La pregunta que surge a continuación es: ¿qué está sucediendo dentro de los apoyos electorales de cada partido? La siguiente tabla presenta la intención directa de voto a PP y PSOE según la ideología de los entrevistados. Los datos revelan que el Partido Socialista ha reducido ligeramente sus apoyos entre los electores de izquierda, centro izquierda y sin ideología, aunque en estos dos últimos el descenso no es muy significativo y entra dentro de los márgenes de error de una encuesta. En cambio, el Partido Popular mantiene la intención de voto entre sus potenciales votantes (derecha y extrema derecha) y, al mismo tiempo, aumenta significativamente sus apoyos entre los ciudadanos que se ubican en el cinco de la escala ideológica y los que no declaran ideología alguna. En definitiva, estos datos revelan que el PSOE apenas sufre un ligero desgaste entre estos dos grupos de votantes, mientras que el PP aumenta de forma notable sus apoyos.

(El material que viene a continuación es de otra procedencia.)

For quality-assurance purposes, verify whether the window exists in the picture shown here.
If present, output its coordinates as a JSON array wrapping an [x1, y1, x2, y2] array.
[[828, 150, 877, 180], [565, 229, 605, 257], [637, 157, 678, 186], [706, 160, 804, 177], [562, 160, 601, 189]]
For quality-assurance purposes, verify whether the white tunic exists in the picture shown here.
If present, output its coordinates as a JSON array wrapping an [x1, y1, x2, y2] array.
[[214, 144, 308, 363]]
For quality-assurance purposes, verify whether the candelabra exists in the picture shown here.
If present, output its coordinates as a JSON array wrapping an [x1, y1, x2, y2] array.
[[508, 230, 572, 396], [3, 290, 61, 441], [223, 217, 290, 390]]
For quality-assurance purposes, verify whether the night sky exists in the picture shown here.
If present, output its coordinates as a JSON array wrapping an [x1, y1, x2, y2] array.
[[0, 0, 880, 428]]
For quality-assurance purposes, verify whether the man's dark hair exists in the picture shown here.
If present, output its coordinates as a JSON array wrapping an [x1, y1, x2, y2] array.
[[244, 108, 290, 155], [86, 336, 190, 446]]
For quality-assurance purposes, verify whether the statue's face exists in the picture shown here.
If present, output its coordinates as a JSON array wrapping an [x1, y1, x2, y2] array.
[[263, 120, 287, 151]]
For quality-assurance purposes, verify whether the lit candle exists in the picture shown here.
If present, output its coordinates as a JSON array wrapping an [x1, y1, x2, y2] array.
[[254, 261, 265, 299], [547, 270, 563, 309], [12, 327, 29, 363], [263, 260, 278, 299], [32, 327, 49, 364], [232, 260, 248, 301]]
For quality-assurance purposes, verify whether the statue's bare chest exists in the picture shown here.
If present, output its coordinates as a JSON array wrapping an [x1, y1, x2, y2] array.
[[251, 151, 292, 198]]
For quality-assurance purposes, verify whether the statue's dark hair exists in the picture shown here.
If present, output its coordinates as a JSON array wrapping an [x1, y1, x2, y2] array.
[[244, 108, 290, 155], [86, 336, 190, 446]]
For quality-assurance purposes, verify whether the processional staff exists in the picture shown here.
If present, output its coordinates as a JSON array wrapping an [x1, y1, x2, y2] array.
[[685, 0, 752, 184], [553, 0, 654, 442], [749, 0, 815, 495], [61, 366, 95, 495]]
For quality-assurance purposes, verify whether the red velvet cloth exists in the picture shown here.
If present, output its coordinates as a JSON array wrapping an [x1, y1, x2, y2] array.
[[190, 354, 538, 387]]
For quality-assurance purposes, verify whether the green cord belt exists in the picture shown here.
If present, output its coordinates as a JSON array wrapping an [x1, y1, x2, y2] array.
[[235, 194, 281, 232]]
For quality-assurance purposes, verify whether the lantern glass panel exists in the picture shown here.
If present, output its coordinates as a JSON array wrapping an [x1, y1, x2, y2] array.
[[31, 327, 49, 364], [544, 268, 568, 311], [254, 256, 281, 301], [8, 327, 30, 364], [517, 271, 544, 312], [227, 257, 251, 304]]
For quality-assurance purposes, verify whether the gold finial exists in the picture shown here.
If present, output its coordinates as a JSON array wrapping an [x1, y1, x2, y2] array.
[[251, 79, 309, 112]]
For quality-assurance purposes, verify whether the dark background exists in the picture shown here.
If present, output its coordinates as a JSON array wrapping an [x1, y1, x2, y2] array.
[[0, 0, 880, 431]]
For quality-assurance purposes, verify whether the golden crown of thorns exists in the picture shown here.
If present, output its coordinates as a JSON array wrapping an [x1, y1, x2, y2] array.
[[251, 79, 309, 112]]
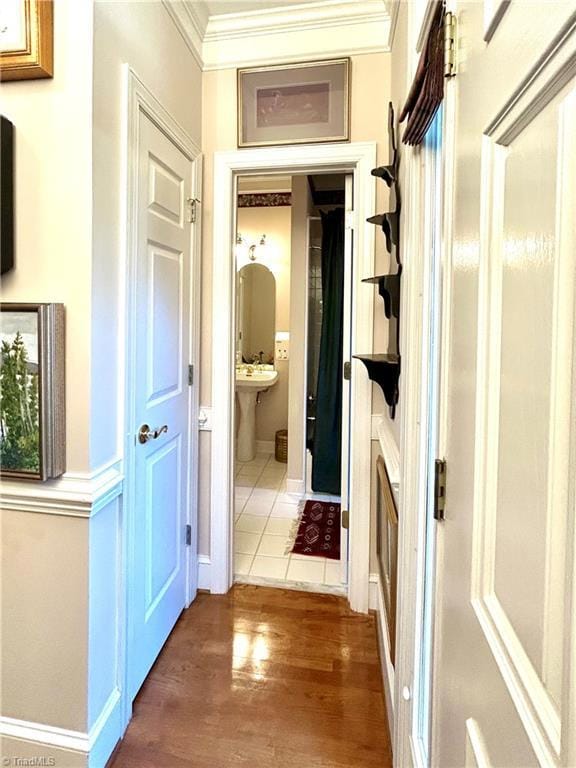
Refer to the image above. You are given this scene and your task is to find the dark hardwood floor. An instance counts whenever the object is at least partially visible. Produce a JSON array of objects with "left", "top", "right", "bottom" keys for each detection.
[{"left": 110, "top": 585, "right": 392, "bottom": 768}]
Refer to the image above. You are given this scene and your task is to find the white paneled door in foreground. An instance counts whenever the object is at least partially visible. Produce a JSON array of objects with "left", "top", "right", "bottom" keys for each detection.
[
  {"left": 432, "top": 2, "right": 576, "bottom": 768},
  {"left": 128, "top": 112, "right": 192, "bottom": 696}
]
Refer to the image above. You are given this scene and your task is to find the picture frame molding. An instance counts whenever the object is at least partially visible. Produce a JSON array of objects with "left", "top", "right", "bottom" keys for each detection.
[
  {"left": 0, "top": 302, "right": 66, "bottom": 481},
  {"left": 0, "top": 0, "right": 54, "bottom": 82},
  {"left": 236, "top": 56, "right": 351, "bottom": 149}
]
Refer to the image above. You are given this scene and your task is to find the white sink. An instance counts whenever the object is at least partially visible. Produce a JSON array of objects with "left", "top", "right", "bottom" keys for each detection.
[
  {"left": 236, "top": 370, "right": 278, "bottom": 461},
  {"left": 236, "top": 371, "right": 278, "bottom": 392}
]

Apoyos electorales a PSOE y PP según ideología de los votantes

Extrema Izquierda

(1-2)

Izquierda

(3-4)

Centro Izquierda (5)

Centro Derecha (6)

Derecha

(7-8)

Extrema Derecha

(9-10)

Sin ideología

PSOE Octubre 2007

51,76

71,53

36,2

5,63

5,1

5,71

26,55

Octubre 2008

53,53

66,66

34,65

10,04

2,99

2

25,32

PP Octubre 2007

0

1,65

18,99

76,19

83,52

85,71

18,27

Octubre 2008

0

3,5

23,72

68,03

85,9

88

23,7

Fuente: CIS barómetros de opinión

¿Qué está sucediendo? Hay dos posibles hipótesis a estos resultados: la moderación en el estilo de oposición y la crisis económica. Por un lado, quizás Mariano Rajoy ha conseguido convencer a los electores más moderados que ha abandonado la estrategia de la crispación. Por otro, puede que la errática gestión de la crisis económica en el arranque de la legislatura por parte del Gobierno haya trasladado una imagen de improvisación a una parte del electorado. Por ello, como señalo anteriormente, en el barómetro de julio de 2008 la diferencia entre PSOE y PP entre los votantes de centro izquierda es algo más de tres puntos. No obstante, el cambio de discurso por parte del Gobierno y la adopción de medidas económicas pueden que explique por qué en octubre de 2008 los socialistas recuperan parte de la ventaja perdida entre los electores que se sitúan en el cinco de la escala ideológica. En estos momentos, y con los datos disponibles, es difícil saber cuál de los dos argumentos es el correcto. Por ahora, lo único cierto es que el Partido Popular se aproxima peligrosamente al Partido Socialista en dos grupos de votantes clave.